Gravity is the glue that holds the universe together. It keeps us anchored to Earth, keeps the planets in orbits around the sun, keeps the sun in orbit around the galactic center and keeps our Milky Way galaxy ensconced in the local galactic cluster.
According to Newton’s law of gravity, its effects should get smaller as the distance from a large mass increases. The squared relationship means that doubling the distance decreases the force by a factor of four. Tripling the distance decreases it by a factor of nine. Four times decreases by sixteen, and so on.

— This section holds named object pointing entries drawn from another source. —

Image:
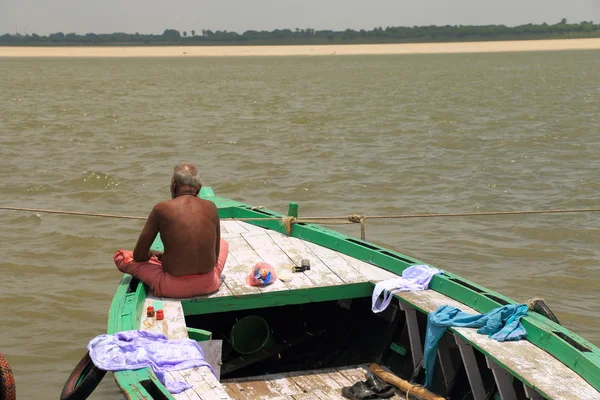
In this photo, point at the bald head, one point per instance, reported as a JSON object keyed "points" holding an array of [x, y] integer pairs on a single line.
{"points": [[186, 175]]}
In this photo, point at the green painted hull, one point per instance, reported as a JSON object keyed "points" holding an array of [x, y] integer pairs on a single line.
{"points": [[575, 352]]}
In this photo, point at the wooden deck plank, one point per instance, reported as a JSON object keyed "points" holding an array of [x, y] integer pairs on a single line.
{"points": [[338, 265], [354, 374], [250, 227], [270, 253], [324, 378], [173, 326], [224, 229], [205, 384], [297, 250], [369, 271], [535, 365], [236, 274], [175, 376], [233, 226]]}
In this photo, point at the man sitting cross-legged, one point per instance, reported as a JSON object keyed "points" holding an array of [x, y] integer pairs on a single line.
{"points": [[189, 227]]}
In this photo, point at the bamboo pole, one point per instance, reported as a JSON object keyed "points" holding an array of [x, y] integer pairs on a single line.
{"points": [[405, 386]]}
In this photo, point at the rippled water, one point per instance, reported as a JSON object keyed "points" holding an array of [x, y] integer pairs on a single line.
{"points": [[373, 135]]}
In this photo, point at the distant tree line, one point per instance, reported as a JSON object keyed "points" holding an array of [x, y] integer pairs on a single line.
{"points": [[399, 34]]}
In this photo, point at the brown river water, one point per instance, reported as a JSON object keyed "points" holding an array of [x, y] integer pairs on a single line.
{"points": [[375, 135]]}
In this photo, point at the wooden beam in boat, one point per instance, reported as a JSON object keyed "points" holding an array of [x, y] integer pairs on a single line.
{"points": [[280, 298], [503, 381], [416, 346], [532, 394], [297, 250], [473, 374], [270, 253]]}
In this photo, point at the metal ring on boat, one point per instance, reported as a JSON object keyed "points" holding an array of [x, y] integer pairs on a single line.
{"points": [[7, 381], [83, 380]]}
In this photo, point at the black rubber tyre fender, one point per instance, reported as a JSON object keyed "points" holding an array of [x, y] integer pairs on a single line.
{"points": [[539, 306], [7, 381], [83, 380]]}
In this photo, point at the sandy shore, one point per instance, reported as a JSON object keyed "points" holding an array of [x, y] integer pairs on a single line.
{"points": [[321, 50]]}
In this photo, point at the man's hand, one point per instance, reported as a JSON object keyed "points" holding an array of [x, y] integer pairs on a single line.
{"points": [[142, 248]]}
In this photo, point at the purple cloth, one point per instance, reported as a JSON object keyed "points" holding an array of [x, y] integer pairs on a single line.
{"points": [[139, 349], [415, 277]]}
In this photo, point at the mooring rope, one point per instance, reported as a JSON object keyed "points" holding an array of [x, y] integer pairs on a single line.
{"points": [[288, 221]]}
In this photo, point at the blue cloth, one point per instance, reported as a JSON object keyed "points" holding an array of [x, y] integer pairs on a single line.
{"points": [[139, 349], [501, 324], [415, 277]]}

Gravity is a very weak force. As such, the effects are miniscule unless one of the masses is large. It takes the mass of Earth — a staggering 600 billion quadrillion kilograms — to exert the 185 pounds of force needed to keep your columnist anchored to the planet.
Until the 1970s, astronomers thought Newton’s gravity adequately described the motion of stars in distant galaxies. Then, with the use of telescopes that are more powerful and finer spectrographic tools, astronomers discovered that stars in the outer regions of galaxies were moving too fast.

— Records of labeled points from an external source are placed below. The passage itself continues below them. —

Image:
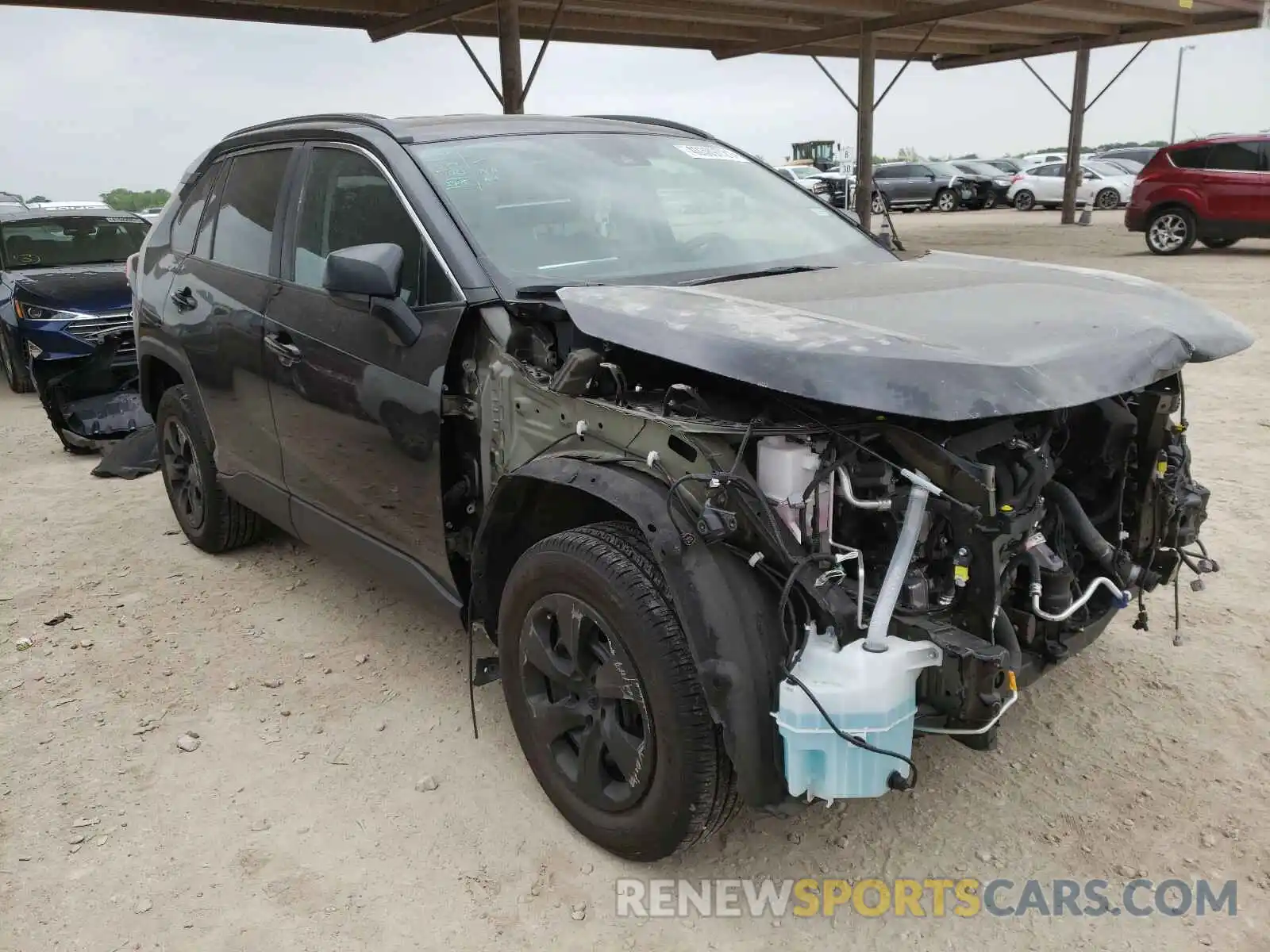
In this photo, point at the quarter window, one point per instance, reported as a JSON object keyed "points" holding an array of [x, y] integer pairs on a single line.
{"points": [[1235, 156], [1191, 158], [347, 202], [247, 211], [190, 211]]}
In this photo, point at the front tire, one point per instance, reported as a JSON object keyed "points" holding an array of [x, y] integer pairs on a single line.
{"points": [[209, 517], [14, 363], [1172, 232], [603, 695]]}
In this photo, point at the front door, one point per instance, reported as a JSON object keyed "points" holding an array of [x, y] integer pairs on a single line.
{"points": [[216, 304], [357, 413]]}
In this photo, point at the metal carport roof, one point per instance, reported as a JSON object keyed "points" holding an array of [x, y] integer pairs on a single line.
{"points": [[946, 33]]}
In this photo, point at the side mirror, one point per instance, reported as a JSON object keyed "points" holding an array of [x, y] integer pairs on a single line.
{"points": [[374, 271]]}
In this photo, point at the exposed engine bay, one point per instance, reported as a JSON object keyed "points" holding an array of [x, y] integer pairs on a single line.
{"points": [[1009, 543]]}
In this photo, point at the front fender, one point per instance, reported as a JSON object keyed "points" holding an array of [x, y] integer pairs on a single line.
{"points": [[727, 608]]}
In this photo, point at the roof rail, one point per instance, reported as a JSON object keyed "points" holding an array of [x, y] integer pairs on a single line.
{"points": [[375, 122], [652, 121]]}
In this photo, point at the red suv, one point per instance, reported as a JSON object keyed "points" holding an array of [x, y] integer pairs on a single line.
{"points": [[1216, 190]]}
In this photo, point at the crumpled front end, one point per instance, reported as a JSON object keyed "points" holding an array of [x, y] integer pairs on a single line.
{"points": [[93, 400]]}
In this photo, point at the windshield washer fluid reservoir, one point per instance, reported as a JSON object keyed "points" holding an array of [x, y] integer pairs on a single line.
{"points": [[869, 695], [785, 469]]}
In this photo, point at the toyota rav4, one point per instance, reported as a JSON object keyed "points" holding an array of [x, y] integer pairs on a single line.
{"points": [[743, 499]]}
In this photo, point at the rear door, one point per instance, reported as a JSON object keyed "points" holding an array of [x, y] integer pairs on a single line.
{"points": [[1232, 182], [359, 414], [216, 310], [1048, 183], [922, 184]]}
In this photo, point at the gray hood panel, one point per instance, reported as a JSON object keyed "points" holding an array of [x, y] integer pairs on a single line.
{"points": [[946, 336]]}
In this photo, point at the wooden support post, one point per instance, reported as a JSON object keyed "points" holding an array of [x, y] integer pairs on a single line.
{"points": [[1076, 135], [510, 56], [864, 129]]}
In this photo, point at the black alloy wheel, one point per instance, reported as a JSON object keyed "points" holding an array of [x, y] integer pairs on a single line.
{"points": [[587, 702], [183, 475]]}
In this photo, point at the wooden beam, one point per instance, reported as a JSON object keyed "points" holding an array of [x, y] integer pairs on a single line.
{"points": [[583, 29], [427, 16], [1226, 25], [879, 25], [1115, 10]]}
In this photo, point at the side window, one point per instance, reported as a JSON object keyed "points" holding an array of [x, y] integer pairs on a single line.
{"points": [[248, 207], [347, 202], [1235, 156], [190, 211], [1191, 158]]}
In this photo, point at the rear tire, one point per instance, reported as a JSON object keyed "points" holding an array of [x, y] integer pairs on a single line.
{"points": [[579, 608], [209, 517], [14, 362], [1170, 232]]}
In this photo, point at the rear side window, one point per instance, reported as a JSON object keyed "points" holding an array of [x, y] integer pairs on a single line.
{"points": [[203, 240], [1235, 156], [190, 211], [248, 209], [1191, 158]]}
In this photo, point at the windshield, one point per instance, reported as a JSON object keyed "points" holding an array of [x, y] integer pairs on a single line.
{"points": [[69, 240], [1106, 169], [628, 207], [981, 169]]}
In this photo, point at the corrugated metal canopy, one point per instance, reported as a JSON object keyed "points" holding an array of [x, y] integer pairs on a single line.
{"points": [[949, 33]]}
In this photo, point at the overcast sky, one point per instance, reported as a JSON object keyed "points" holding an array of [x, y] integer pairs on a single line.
{"points": [[98, 101]]}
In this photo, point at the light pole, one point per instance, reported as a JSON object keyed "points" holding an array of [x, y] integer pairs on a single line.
{"points": [[1178, 89]]}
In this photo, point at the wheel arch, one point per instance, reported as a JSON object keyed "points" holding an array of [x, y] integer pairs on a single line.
{"points": [[156, 374], [727, 608]]}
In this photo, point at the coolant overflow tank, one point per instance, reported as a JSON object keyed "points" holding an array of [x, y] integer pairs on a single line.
{"points": [[869, 695]]}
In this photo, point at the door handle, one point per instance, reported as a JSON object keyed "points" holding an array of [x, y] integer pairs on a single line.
{"points": [[289, 355], [184, 300]]}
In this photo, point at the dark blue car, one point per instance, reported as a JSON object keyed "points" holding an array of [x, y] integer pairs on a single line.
{"points": [[67, 317]]}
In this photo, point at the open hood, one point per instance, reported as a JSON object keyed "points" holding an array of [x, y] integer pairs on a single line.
{"points": [[948, 336], [90, 289]]}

Like planets in the solar system, stars in orbit around galactic centers should orbit slower the farther out they are. Yet, the measurements showed that stars at the edge of galaxies had the same angular rotation speeds as those near the center. Could it be that Newton’s gravity was incorrect? Or was gravity different outside our own immediate gravitational environment?
If Newton’s gravity was incorrect, it would negate 350 years of physics and call into question many of astronomy’s advances. On the other hand, if the laws of physics were different elsewhere in the universe, it would violate a revered axiom of natural science that natural laws are the same everywhere and every when.
Another explanation lay waiting in the wings, one that would upend astrophysics while keeping Newton’s gravity and the universality axiom intact.
The proposed solution was that some invisible yet massive presence permeated the galaxies and exerted the missing but required gravitational force.
The concept of dark matter was born. When astronomers measure the effects of dark matter’s gravity on stars that we can see, they estimate that dark matter amounts to 23 percent of the universe compared with just 4.6 percent represented by ordinary matter.
Galactic clusters and superclusters distort space-time with their immense mass. The distorted space-time acts as a gravitational lens that bends and converges light rays emanating from a distant object behind a cluster. The greater the bend, the more massive the lens, allowing astronomers to confirm that galactic clusters indeed have masses that exceed those measured by luminous matter. This second type of data has provided additional confirmation of the existence of dark matter.
Although there are theories about what dark matter might be, there is no conclusive evidence to back any of them.
No one has yet to see an individual particle of dark matter, although several experiments are in operation, including on the International Space Station and thousands of feet underground to try to capture a trace of one.